O anda üzerinde yorgunluk, ter gibi sefer eseri bulunmayan, simsiyah saçlı, bembeyaz elbiseli bir genç, gelişiyle ashabın dikkatlerini kendine çekti,
Genç duraklayınca, Rasûlullah sallallâhu aleyhi ve sellem gence = Cibrîl'e üç kere:
اُدْنُ “Yanaş.” diye işaret etti. Genç, bedevî gibi çalımlı çalımlı Rasûlullah'ın yanına varıp diz çöktü, dizlerini Rasûlullah sallallâhu aleyhi ve sellem'in dizlerine dayadı; sonra:
“Ya Muhammed! Bana imandan haber ver.” dedi. Rasûlullah sallallâhu aleyhi ve sellem, ashabın öğrenmesi için imanı, oluşturan cüzleriyle tarif ederek:
اَلاِيْمَانُ اَنْ تُؤْمِنَ بِاللّٰهِ وَمَلاَئِكَتِهِ وَكُتُبِهِ وَرُسُلِهِ وَاليَوْمِ
الاٰخِرِ وَتُؤْمِنَ بِالقَدَرِ خَيْرِهِ وَشَرِّهِ
“Tanıttığım İman,
(1) Allah'a,
(2) meleklerine,
(3) kitablarına,
(4) rasullerine,
(5) ahiret gününe,
(6) bir de kaderin hayrına ve şerrine inanmandır.” diye buyurdu. Genç:
“Doğru söyledin. Bana tanıttığın İslamdan haber ver.” dedi. Rasûlullah sallallâhu aleyhi ve sellem ashabın öğrenmesi için İslamı, oluşturan cüzleriyle tarif ederek:
اَلاِسْلاَمُ اَنْ تَشْهَدَ اَنْ لاَ اِلٰهَ اِلاَّ اللّٰهُ وَاَنَّ مُحَمَّدًا رَسُولُ اللّٰهِ
وَتُقِيمَ الصَّلاَةَ وَتُؤْتِىَ الزَّكَاةَ وَتَصُومَ رَمَضَانَ وَتَحُجَّ البَيْتَ اِنِ اسْتَطَعْتَ اِلَيْهِ
سَبِيلاً
"Tanıttığım islam,
(1)Allah'tan başka azabından korkulan, zâtıyla yahud nimetiyle sevilen ve Rabb olması sebebiyle tapınılan hiçbir ma'bûd olmadığına, Muhammed'in de Allah'ın Rasûlü olduğuna şehadet etmendir.

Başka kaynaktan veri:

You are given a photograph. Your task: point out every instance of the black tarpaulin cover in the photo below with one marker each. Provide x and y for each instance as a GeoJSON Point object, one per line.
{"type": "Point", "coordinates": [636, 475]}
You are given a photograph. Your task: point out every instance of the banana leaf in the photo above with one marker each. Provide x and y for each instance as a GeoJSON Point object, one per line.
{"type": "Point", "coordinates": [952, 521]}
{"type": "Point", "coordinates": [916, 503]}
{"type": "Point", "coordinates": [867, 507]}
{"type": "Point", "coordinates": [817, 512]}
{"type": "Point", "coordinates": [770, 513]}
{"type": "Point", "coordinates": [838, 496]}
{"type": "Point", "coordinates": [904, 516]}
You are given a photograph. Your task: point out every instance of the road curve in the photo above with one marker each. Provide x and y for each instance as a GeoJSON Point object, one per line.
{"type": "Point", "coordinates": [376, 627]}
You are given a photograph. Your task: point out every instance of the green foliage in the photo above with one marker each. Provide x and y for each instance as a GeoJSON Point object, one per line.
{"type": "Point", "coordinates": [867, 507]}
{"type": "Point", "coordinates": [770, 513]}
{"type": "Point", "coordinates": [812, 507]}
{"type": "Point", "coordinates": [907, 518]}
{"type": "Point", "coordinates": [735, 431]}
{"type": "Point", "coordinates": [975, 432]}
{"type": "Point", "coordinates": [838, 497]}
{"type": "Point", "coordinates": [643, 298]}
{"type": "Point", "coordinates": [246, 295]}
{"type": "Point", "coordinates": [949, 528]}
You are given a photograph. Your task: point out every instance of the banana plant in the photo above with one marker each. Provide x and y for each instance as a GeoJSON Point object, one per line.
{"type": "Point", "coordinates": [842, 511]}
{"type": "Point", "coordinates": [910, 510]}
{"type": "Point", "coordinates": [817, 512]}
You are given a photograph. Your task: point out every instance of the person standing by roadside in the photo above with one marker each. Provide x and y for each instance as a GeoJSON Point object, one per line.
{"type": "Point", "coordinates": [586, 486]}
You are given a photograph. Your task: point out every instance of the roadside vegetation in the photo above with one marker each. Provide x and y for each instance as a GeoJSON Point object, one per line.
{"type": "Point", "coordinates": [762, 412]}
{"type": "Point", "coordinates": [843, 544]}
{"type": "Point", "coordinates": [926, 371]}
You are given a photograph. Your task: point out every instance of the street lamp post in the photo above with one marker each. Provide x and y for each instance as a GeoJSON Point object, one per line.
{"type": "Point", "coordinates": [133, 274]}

(2)İhlas üzere ta'dîl-i erkanla Peygamber'in tarifine uygun namazı yerli yerinde kılmandır.
(3)Zekatı vermendir = malından belli bir cüz'ü belli şahısların mülküne geçirmendir.
(4)Ramazan orucunu tutmandır.
(5)Ona yol bulsan, Beyt-i Muazzama'yı haccetmendir.” diye buyurdu. Genç:
“Doğru söyledin. Bana tanıttığın ihsan = bütün özelliğiyle iyilikten haber ver.” dedi. Rasûlullah:
اَلاِحْسَانُ اَنْ تَعْبُدَ اللّٰهَ كَاَنَّكَ تَرَاهُ فَاِنْ لَمْ تَكُنْ تَرَاهُ فَاِنَّهُ يَرَاكَ
“Tanıttığım ihsan = bütün özelliğiyle iyilik: Kendisi'ni görürcesine Allah'a ibadet etmendir. Sen her ne kadar O'nu görmesen de, hiç şübhesiz O seni görmektedir.” buyurdu. Genç = Cibrîl:
“Öyle ise bana kıyametin kopacağı zamandan haber ver.” dedi. Rasûlullah:
مَا المَسْؤُولُ عَنْهَا بِاَعْلَمَ مِنَ السَّائِلِ
“Kıyametin ne zaman vukû' bulacağından sorulan, sorandan daha bilgin değildir.” diye buyurdu. Genç:
“Öyle ise bana alâmetlerinden haber ver.” dedi. Rasûlullah:
اَنْ تَلِدَ الاَمَةُ رَبّتَهَا وَاَنْ تَرَى الحُفَاةَ العُرَاةَ العَالَةَ رِعَاءَ الشَّاءِ
يَتَطَاوَلُونَ فِى البُنْيَانِ
“Köle cariyenin, efendisi kadını doğurmasıdır. Bir de yalın ayak, çıplak, fakir koyun çobanlarının, yaptıkları binaları uzatmakta yarış yaptıklarını görmendir.” diye buyurdu.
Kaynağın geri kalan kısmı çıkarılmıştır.